Het GVO en HVO op openbare scholen bestaat sinds 1857 en sinds die tijd hebben ouders het recht om daar voor hun kinderen om te vragen. De lessen werden gegeven door docenten die verbonden waren aan kerken, moskeeën of humanistische organisaties. Ouders kunnen kiezen voor de richting van hun voorkeur. Leerlingen die meedoen, krijgen een of twee uur per week les. De landelijke stichting Interkerkelijk Overleg in Schoolzaken (IKOS) is in 1945 opgericht.
Voorzitter was prof. dr. Philip Kohnstamm (1875–1951), de eerste hoogleraar opvoedkunde in ons land, en een belangrijke pleitbezorger van de openbare school. Verzuiling vond hij sektarisch. Maar de godsdienstige opvoeding zag hij als een van de belangrijkste dimensies in de ontwikkeling van de persoonlijkheid. In zijn pedagogische visie waren wereldbeschouwing en opvoedingsidealen nauw met elkaar verbonden.

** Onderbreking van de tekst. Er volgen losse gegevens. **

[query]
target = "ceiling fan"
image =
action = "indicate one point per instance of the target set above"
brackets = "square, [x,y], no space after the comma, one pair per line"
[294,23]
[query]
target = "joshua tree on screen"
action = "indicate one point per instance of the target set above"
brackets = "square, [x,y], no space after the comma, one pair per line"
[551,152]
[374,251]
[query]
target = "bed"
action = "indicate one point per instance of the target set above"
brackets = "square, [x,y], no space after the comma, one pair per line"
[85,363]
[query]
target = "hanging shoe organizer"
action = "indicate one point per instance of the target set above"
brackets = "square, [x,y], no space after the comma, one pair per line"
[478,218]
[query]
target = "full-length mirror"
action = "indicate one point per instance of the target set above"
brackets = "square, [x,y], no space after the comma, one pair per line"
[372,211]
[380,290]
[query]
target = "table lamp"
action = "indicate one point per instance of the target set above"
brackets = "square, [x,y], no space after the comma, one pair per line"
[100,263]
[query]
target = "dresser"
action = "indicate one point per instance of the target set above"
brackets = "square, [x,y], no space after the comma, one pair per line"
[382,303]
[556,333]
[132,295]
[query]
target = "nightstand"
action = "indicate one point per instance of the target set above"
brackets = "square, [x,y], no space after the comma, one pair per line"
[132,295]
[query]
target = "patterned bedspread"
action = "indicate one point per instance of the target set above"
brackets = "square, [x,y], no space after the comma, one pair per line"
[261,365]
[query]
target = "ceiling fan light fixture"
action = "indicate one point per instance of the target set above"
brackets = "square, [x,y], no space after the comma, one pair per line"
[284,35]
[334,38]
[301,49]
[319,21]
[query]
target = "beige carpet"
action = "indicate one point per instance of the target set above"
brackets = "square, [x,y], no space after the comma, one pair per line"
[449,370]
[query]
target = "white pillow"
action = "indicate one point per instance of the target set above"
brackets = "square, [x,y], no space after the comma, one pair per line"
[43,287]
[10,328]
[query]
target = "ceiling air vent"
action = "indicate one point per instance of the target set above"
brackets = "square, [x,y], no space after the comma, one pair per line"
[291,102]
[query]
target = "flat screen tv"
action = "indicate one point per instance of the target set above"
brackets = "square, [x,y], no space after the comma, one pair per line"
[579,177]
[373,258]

In mei 2017 pleitte pedagoog Liesbet van Oosten, directeur van de DaVinci Academie in dagblad Trouw nog voor de viering van bijvoorbeeld Pinksteren op openbare scholen, “omdat vieringen kunnen bijdragen aan een toekomst met meer verdraagzaamheid in onze multiculturele samenleving. De verhalen die bij de vieringen horen, verschaffen de mens wijsheid”. Tot haar verbazing reageren leerkrachten vaak afwerend: “Alle geloof is middeleeuws en van voor de Verlichting”.

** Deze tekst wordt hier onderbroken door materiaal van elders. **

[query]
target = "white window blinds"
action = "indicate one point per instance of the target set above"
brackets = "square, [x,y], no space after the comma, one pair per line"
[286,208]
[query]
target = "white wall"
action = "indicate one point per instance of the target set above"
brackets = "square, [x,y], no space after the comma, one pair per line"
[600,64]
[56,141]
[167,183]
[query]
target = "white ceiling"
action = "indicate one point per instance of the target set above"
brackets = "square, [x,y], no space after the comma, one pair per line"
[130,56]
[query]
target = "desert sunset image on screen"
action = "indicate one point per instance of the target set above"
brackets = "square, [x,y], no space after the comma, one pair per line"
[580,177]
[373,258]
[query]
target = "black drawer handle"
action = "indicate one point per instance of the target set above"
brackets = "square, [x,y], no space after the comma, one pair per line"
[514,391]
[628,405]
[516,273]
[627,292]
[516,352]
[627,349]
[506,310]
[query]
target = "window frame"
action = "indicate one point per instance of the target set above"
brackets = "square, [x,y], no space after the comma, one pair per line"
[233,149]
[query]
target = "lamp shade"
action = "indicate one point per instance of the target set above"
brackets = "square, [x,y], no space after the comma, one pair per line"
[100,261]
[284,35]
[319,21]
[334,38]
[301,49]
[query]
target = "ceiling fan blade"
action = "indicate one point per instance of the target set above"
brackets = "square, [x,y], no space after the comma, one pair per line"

Op veel plaatsen werden afdelingen van IKOS opgericht, die decennialang optraden als werkgever van de docenten GVO. Zij werkten samen met plaatselijke kerken en kregen in veel gevallen subsidie van burgerlijke gemeenten. In de tachtiger jaren van de vorige eeuw gingen die ertoe over de subsidie af te schaffen. Scheiding van Kerk en Staat en de toenemende secularisatie waren daarvoor de argumenten
Geraakt
Vanaf 2009 werd GVO en HVO gesubsidieerd door de Rijksoverheid. Dat ging niet vanzelf: zo’n achttien organisaties hebben zich vanaf 2004 daarvoor gezamenlijk ingezet. In 2009 is daarom ook het Dienstencentrum GVO en HVO opgericht om de gemeenschappelijke taken te verzorgen van de vijf organisaties, die dit onderwijs op openbare scholen aanbieden.
Dat zijn de Stichtingen Protestants Centrum voor GVO, Rooms-Katholiek Centrum voor GVO, Platform van Islamitische Organisaties Rijnmond, Stichting Hindoeïstisch Vormingsonderwijs en de Stichting Humanistisch Vormingsonderwijs. Sinds februari van dit jaar is de financiering van GVO en HVO in de wet verankerd en niet meer afhankelijk van subsidie en de vraag of die weer wordt toegekend. Reden om daar feestelijk bij stil te staan op de sectordag, die elk jaar voor alle docenten in dit onderwijs georganiseerd wordt.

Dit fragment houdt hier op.